The prosecutor was an assistant U.S. attorney named Henry Stichman, who told Goddard that Dwyer, both Costellos, and one William Gallagher specifically brought in some five months earlier a load of just over 4,000 cases of liquor hidden under the coal of the steamship Augusta. Smugglers often hid contraband under all sorts of cargo, so this was no surprise.
“This man,” Stichman said pointing to Dwyer, “is the leading figure against whom the energies of the Prohibition Department in this case has been directed. By him, various Coast Guard officials have been bribed, the bribery having been done through Dwyer’s agents in the Augusta case, so that the vessel was enabled to proceed up the Hudson River to Yonkers.”

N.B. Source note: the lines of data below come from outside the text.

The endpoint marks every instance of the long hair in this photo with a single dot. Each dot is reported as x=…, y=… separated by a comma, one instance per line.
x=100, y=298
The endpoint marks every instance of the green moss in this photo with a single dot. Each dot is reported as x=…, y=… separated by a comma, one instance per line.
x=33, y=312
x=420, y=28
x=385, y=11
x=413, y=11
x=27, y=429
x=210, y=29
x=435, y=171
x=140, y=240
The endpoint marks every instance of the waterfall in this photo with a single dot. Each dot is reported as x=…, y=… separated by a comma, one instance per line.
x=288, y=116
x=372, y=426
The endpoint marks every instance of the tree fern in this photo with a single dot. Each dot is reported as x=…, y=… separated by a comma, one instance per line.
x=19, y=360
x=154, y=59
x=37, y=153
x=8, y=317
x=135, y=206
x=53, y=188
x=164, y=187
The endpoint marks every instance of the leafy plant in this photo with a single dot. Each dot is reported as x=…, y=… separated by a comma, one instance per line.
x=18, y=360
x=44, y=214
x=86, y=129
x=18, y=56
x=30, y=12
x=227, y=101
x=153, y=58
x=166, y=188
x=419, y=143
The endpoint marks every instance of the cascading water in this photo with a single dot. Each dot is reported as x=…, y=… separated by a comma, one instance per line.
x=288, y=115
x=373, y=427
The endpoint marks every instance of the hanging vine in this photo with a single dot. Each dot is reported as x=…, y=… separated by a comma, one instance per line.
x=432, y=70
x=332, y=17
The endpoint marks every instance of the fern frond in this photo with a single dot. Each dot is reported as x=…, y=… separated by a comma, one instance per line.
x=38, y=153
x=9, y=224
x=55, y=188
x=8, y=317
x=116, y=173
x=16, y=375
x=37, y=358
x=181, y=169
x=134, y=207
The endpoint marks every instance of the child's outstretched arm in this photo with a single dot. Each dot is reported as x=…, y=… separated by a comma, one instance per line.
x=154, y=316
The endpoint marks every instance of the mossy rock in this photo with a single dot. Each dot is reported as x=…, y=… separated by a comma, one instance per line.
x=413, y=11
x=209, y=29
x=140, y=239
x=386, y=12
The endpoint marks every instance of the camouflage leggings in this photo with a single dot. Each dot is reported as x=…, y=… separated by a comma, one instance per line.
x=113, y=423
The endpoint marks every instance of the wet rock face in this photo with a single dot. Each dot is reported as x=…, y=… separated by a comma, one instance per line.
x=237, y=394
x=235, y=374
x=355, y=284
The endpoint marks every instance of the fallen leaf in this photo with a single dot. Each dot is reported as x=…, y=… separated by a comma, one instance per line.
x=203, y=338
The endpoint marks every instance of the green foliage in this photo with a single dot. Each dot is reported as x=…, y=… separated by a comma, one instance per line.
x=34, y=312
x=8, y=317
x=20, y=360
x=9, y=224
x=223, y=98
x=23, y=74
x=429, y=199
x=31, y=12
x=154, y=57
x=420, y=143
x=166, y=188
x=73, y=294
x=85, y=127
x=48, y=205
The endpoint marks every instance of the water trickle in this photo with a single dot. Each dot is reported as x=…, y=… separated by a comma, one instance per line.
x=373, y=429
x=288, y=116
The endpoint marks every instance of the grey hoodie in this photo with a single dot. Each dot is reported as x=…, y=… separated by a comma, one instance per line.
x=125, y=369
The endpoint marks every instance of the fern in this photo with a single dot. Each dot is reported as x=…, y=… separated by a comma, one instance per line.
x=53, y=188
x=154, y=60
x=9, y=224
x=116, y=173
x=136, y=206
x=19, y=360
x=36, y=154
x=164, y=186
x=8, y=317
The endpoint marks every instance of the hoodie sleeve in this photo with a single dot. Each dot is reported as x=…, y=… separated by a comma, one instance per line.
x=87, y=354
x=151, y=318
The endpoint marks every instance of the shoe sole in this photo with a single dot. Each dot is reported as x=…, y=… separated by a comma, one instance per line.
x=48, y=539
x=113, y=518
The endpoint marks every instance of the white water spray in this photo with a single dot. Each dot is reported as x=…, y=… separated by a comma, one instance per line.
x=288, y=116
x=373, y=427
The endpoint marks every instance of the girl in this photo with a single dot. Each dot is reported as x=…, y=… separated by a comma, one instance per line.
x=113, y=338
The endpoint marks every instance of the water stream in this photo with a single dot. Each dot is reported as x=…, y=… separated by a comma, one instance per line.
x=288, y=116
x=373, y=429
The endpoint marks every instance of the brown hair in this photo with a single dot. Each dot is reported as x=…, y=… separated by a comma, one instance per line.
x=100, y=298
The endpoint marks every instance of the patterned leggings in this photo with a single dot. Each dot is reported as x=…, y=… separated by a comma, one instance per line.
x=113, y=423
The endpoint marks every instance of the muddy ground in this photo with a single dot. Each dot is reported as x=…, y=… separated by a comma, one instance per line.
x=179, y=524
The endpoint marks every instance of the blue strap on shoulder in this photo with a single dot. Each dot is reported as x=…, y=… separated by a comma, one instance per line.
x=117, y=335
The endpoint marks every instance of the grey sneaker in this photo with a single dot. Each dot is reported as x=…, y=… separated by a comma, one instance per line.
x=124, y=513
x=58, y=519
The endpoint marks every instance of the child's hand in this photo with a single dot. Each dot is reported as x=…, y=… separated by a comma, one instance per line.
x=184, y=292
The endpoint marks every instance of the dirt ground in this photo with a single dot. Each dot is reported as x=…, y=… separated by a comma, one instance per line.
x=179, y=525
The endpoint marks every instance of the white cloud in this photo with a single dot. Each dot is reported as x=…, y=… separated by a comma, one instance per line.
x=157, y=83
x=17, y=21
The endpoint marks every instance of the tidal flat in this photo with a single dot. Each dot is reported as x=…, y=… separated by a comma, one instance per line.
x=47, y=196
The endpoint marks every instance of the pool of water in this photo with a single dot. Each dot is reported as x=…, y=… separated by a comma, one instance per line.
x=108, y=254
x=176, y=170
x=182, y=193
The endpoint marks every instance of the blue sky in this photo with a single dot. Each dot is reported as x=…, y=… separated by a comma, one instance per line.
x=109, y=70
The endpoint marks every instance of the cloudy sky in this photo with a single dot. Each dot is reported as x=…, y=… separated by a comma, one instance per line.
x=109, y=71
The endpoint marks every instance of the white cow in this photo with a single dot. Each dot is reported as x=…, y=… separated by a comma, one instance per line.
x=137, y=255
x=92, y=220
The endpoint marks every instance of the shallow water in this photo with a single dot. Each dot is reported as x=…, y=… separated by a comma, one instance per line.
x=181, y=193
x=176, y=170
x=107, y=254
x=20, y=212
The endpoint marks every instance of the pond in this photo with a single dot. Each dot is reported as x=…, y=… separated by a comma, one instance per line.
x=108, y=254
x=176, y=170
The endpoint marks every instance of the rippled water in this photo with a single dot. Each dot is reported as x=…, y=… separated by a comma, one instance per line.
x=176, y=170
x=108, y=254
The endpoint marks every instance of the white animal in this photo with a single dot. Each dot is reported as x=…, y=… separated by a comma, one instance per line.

The prosecutor described how the bribery insured for over two years that the Coast Guard would protect the smugglers. The payoffs of some of the lowly paid Coast Guard men, which included wining and dining, took place sometimes at Dwyer’s restaurant, the Sea Grill on Forty-fifth Street. The more Stichman talked in court, the more apparent it became how sophisticated the Costello-Dwyer ring was. One of their vessels, a power boat named Klip, had armor plating and was so fast that it was able to elude Coast Guard vessels, dodging around river craft while agents fired shots, narrowly missing members of the public. The smugglers had piers on the West Side of Manhattan by Christopher Street, and just north of the Fulton Fish Market by the Brooklyn Bridge. At least twenty-four vessels, including a half-dozen schooners and eighteen speedboats were used to move the liquor.